A leaked version of a new US policy on making federal data public is circulating on Capitol Hill. The policy raises some interesting and difficult questions regarding federally funded STM data. How these questions will be resolved is far from clear.
The focus of the policy is the Data.gov website, which has been around for about two years. Data.gov lists and links to federal datasets and tools. It has several hundred thousand items, and most of the content is either statistical data or geospatial data. Not surprisingly, the census accounts for most of the former, while US Geological Survey (USGS) provides most of the latter, but every basic department and agency has put something in. This is because the Office of Management and Budget (OMB) directed that everyone put in at least three datasets, and no one wants to fight OMB. The department and agency listings are available online.

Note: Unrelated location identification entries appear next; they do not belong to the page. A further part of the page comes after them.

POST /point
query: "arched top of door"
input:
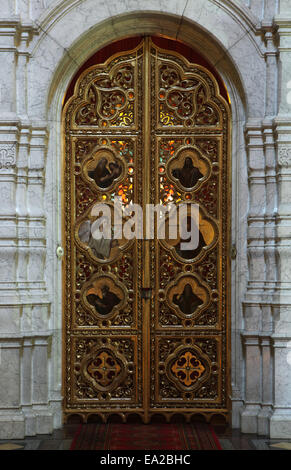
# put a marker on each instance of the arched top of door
(122, 45)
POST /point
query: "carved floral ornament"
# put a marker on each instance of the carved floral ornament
(7, 156)
(104, 368)
(188, 367)
(284, 157)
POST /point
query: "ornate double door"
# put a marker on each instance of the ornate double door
(146, 323)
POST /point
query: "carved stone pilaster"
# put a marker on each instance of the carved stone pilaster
(7, 156)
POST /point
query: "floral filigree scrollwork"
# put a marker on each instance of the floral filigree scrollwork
(187, 368)
(103, 369)
(184, 99)
(109, 99)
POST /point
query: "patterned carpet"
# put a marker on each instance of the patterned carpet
(197, 436)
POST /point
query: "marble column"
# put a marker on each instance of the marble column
(280, 426)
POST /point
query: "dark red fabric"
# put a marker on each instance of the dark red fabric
(112, 436)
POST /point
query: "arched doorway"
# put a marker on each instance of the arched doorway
(146, 322)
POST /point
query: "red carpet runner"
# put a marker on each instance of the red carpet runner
(197, 436)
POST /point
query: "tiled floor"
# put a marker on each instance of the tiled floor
(230, 439)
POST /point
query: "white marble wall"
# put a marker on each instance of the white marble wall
(42, 44)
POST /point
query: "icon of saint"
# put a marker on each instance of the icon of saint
(187, 301)
(188, 175)
(103, 305)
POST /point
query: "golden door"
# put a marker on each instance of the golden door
(146, 323)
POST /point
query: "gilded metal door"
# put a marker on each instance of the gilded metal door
(146, 323)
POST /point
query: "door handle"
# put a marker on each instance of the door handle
(146, 292)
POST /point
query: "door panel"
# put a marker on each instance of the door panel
(149, 127)
(189, 328)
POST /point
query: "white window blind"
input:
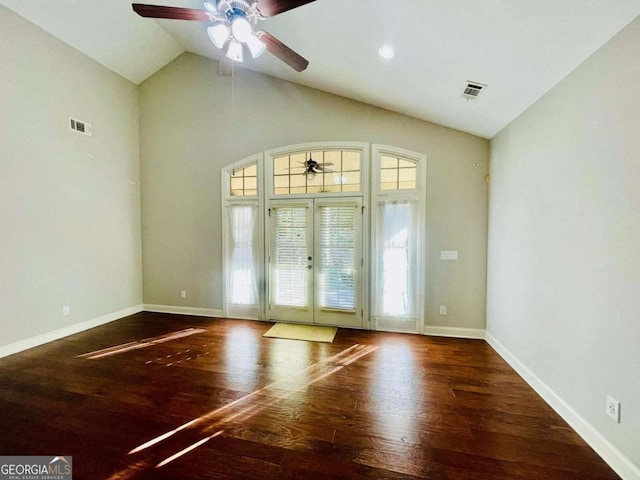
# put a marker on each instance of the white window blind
(243, 288)
(290, 260)
(396, 266)
(338, 257)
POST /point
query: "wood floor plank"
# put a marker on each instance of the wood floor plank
(227, 403)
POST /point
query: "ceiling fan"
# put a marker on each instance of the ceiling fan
(232, 28)
(311, 168)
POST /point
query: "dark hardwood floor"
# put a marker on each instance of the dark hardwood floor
(225, 402)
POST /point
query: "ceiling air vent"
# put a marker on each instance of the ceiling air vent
(473, 89)
(79, 126)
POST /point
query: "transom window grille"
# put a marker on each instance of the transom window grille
(397, 173)
(244, 182)
(339, 172)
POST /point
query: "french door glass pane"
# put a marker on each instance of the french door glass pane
(338, 262)
(291, 256)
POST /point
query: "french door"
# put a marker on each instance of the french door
(315, 261)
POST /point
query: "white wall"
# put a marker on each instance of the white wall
(564, 239)
(69, 204)
(188, 135)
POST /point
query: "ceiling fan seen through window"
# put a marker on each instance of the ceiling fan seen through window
(232, 28)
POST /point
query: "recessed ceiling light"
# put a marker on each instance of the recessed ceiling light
(386, 52)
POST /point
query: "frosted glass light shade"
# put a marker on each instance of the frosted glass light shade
(235, 51)
(256, 47)
(241, 28)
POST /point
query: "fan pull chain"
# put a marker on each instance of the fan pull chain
(233, 94)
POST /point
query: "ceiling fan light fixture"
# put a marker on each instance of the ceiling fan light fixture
(255, 45)
(241, 28)
(218, 34)
(234, 52)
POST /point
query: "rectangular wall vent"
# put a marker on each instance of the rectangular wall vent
(79, 126)
(473, 89)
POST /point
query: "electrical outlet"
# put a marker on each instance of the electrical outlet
(613, 408)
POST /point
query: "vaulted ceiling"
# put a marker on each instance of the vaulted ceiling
(518, 48)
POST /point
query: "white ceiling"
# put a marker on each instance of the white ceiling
(519, 48)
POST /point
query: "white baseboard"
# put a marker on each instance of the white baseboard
(456, 332)
(198, 312)
(609, 453)
(28, 343)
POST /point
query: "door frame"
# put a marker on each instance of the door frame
(313, 313)
(269, 198)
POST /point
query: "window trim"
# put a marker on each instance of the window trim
(230, 310)
(379, 322)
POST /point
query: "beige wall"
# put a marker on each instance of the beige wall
(564, 239)
(188, 134)
(70, 232)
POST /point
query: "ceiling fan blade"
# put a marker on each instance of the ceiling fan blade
(271, 8)
(174, 13)
(284, 53)
(225, 64)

However, there is almost no STM research data in Data.gov, just a few bits and pieces. The Weather Service has some, such as past hurricane tracks, and Environmental Protection Agency (EPA) has some, but there is essentially almost nothing else. The National Institutes of Health (NIH), which accounts for half of the federal basic research budget, has no data in Data.gov. The National Science Foundation (NSF) only has statistical data from its science indicators group, and so it goes across the federal R&D community.
All this may now change because the draft data policy takes a new approach to feeding Data.gov. Now, every department and agency is directed to inventory all of its funded datasets and put them all into Data.gov to the extent practicable. This is basically a fundamental change from voluntary to mandatory inclusion and from “a few of your best” to “everything you have.”
It is far from clear how the STM agencies might respond to such a mandate. They have an enormous number of research datasets, in principle everything that has been federally funded. Most research generates data of some sort. Making it all publicly available would be a colossal task, would raise a host of administrative and legal issues, and would probably swamp Data.gov in the process. Moreover, some of these datasets are gigantic. The research communities have their own big pipe networks just to handle them. It is not clear how they can be made publicly available.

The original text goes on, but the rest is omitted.